勤務先の店主からはのれん分けを約束され、見合い相手を紹介されるほど目をかけてもらっていましたが、貯めていた開店資金を取り崩してまで母親の面倒をみていたことをそれとなく批判されて以後、
関係がぎくしゃくするようになり、結局、十数年勤めた店を辞めることとなったのです。
当時付き合っていた女性からは「優しすぎるんだよね」と言われて振られ…
亡くなる直前、母親からは「あんたの人生を壊してごめんね」と言われ…
それでもAさんは、「貯金を使い果たしましたが、僕は後悔していません」と言います。
その後、居酒屋や弁当店などで働いたAさん。当初は住宅手当などがつく福利厚生の手厚い職場もありましたが、長引く不況とともに労働環境は劣化。

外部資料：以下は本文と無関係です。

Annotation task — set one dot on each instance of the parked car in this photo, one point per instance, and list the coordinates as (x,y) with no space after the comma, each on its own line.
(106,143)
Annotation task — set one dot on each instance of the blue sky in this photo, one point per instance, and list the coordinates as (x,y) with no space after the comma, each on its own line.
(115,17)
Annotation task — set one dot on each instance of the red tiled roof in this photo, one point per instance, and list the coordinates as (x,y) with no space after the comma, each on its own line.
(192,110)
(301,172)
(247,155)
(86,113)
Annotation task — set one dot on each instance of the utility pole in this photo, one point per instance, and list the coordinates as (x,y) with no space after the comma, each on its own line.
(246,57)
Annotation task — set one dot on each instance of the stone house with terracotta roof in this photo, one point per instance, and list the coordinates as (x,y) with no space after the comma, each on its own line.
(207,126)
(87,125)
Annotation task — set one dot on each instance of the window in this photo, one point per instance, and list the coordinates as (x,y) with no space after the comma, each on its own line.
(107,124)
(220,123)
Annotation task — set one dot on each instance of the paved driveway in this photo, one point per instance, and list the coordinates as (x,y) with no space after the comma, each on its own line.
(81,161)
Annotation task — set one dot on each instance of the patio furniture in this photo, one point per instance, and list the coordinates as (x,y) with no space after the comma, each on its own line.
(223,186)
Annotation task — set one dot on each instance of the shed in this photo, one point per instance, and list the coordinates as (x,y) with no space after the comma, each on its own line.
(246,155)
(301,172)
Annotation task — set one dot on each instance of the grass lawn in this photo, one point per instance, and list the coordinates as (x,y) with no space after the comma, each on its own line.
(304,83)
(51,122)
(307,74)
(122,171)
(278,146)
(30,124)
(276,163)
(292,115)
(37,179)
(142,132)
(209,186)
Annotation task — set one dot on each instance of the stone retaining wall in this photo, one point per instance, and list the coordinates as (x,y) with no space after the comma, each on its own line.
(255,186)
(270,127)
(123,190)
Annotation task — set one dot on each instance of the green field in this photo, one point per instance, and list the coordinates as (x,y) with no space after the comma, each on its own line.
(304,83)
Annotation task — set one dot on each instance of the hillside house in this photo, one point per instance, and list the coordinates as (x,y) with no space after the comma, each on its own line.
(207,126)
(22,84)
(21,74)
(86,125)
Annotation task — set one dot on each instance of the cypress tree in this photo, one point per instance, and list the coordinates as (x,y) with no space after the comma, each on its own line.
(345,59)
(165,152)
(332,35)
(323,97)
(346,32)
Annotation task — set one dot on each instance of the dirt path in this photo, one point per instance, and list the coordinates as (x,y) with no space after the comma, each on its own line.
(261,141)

賃金は低く、深夜勤務が明けた後、そのまま別の飲食店でアルバイトをして生計を立てるしかありませんでした。土日の休みもほとんどありません。
アルバイトも合わせると連日18時間近く働き、お酒の力を借りて強引に数時間仮眠。そんな生活が1年半ほど続きましたが、肝心の給与は据え置き。残業代も休日出勤手当もなし。
給与総額を勤務時間で割ると、最低賃金をはるかに下回っています。そんな状況の中、未払い賃金もあり、会社は倒産。
体に異変が現れたのは、その後に勤めた弁当店でのことでした。ある日突然、右鎖骨付近がはれ上がり、首筋がつったような状態になったのです。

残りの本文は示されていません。